INTRODUCTION
Jésus
Christ, lumière véritable qui illumine tout homme
1.
Appelés au salut par la foi en Jésus Christ, « lumière véritable qui éclaire
tout homme » (Jn 1, 9), les hommes deviennent « lumière dans le Seigneur » et «
enfants de la lumière » (Ep 5, 8), et ils se sanctifient par « l'obéissance à
la vérité » (1 P 1, 22).
Cette
obéissance n'est pas toujours facile. A la suite du mystérieux péché originel,
commis à l'instigation de Satan, « menteur et père du mensonge » (Jn 8, 44),
l'homme est tenté en permanence de détourner son regard du Dieu vivant et vrai
pour le porter vers les idoles (cf. Th 1, 9), échangeant « la vérité de Dieu
contre le mensonge » (Rm 1, 25) ; même la capacité de connaître la vérité se
trouve alors obscurcie et sa volonté de s'y soumettre, affaiblie. Et ainsi, en
s'abandonnant au relativisme et au scepticisme (cf. Jn 18, 38), l'homme
recherche une liberté illusoire en dehors de la vérité elle-même.
Mais les
ténèbres de l'erreur et du péché ne peuvent supprimer totalement en l'homme la
lumière du Dieu Créateur. De ce fait, la nostalgie de la vérité absolue et la
soif de parvenir à la plénitude de sa connaissance demeurent toujours au fond
de son cœur. L'inépuisable recherche humaine dans tous les domaines et dans tous
les secteurs en est la preuve éloquente. Sa recherche du sens de la vie le
montre encore davantage. Le développement de la science et de la technique,
magnifique témoignage des capacités de l'intelligence et de la ténacité des
hommes, ne dispense pas l'humanité de se poser les questions religieuses
essentielles ; il la pousse plutôt à affronter les combats les plus douloureux
et les plus décisifs, ceux du cœur et de la conscience morale.
2.
Aucun homme ne peut se dérober aux questions fondamentales : Que dois-je
faire ? Comment discerner le bien du mal ? La réponse n'est possible que
grâce à la splendeur de la vérité qui éclaire les profondeurs de l'esprit
humain, comme l'atteste le psalmiste : « Beaucoup disent : " Qui nous fera
voir le bonheur ? " Fais lever sur nous, Seigneur, la lumière de ta face »
(Ps 4, 7).
La lumière de
la face de Dieu brille de tout son éclat sur le visage de Jésus Christ, « image
du Dieu invisible » (Col 1, 15), « resplendissement de sa gloire » (He 1, 3), «
plein de grâce et de vérité » (Jn 1, 14) : il est « le chemin, la vérité et la
vie » (Jn 14, 6). De ce fait, la réponse décisive à toute interrogation de
l'homme, en particulier à ses interrogations religieuses et morales, est donnée
par Jésus Christ ; bien plus, c'est Jésus Christ lui-même, comme le rappelle le
deuxième Concile du Vatican : « En réalité, le mystère de l'homme ne
s'éclaire vraiment que dans le mystère du Verbe incarné. Adam, en effet, le
premier homme, était la figure de Celui qui devait venir, le Christ Seigneur.
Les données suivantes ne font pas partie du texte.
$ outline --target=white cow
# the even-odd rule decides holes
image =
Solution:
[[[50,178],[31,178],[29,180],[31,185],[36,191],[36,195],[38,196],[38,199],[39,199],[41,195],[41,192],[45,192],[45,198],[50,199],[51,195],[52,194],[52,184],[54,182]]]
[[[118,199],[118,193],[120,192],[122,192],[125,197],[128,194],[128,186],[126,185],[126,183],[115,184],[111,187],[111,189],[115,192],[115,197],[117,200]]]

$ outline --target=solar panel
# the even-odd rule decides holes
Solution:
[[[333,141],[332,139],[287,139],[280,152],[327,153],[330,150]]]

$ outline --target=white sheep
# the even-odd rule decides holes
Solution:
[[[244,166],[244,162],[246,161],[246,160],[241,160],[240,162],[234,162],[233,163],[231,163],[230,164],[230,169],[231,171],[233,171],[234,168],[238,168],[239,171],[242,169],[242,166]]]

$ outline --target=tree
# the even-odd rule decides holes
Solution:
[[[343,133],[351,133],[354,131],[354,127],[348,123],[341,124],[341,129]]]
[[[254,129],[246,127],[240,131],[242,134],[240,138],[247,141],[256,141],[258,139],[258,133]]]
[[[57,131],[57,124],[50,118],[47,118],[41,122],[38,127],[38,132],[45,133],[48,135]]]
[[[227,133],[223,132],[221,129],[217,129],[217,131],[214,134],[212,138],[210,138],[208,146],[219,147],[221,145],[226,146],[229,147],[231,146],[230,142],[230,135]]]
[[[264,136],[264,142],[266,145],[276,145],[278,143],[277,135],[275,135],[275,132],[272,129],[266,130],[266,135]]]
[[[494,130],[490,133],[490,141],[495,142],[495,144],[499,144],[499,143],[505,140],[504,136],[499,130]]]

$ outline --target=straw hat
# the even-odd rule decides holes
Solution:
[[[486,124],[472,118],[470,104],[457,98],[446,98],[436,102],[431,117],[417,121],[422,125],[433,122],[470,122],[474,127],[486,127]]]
Nouvel Adam, le Christ, dans la révélation même du mystère du Père et de son
amour, manifeste pleinement l'homme à lui-même et lui découvre la sublimité de
sa vocation » .
Le Christ, « la
lumière des nations », éclaire le visage de son Eglise, qu'il envoie dans le
monde entier pour annoncer l'Evangile à toute créature (cf. Mc 16, 15)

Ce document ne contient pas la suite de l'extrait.